George Pataki, Lincoln Chaffee, Martin O’Malley
Vain, highly insulated men with no sense of proportion. Just astonishingly vain.

Rand Paul
A man of principle who made a conscious decision to compromise a little of what he believed in for the sake of attaining power, but, when that didn’t seem to be enough, kept going, and got lost somewhere along the way.

Rick Perry
I can’t bring myself anymore to care about Rick Perry enough to write something mean about him. (Never mind, I just did.)

Marco Rubio
Drastically inexperienced (no more experienced than Sen.

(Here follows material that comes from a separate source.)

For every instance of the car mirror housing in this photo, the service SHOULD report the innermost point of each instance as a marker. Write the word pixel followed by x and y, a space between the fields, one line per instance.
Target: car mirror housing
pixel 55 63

Obama was!) young’un who is so scared of making missteps that he makes missteps by trying to avoid making missteps.

Rick Santorum
A principled, intelligent, and consistent conservative, who has genuinely synthesized the social, economic, and foreign policy legs of late-20th-century conservatism into a single, cohesive, plausible platform… which is precisely what makes him so scary to so many. The Bernie Sanders of the Right.

Bernie Sanders
A principled, intelligent, and consistent progressive, who has genuinely synthesized the social, economic, and foreign policy legs of late-20th-century progressivism into a single, cohesive, plausible platform… which is precisely what makes him so scary to so many. The Rick Santorum of the Left.

Donald Trump
If you need me to explain the problems with Donald Trump, you are one of the problems.

Scott Walker
An intensely ambitious man with an attachment to conservatism that runs deep only because he has lived with it for so long that its convenience has become conviction, not because he has any particularly clear basis for it, intellectual or otherwise. Fortunately for him, he has learned expertly the art of following The Conservative Script and only answering questions when it serves his purposes, so it’s easy not to notice.

Jim Webb
The Lindsey Graham of the Democrats, with perhaps a little bit of the Jeb Bush “why can’t my party believe in all the things it believed in the ’90s?” to go along with it… with the important difference that establishment Democrats (unlike establishment Republicans) do not actually miss the days when economic conservatism and social moderation reigned supreme in Washington, leaving Webb without an audience.

Well, that was grim.  I think I’m going to go back to deciding who to vote for based on who has the best 404 page.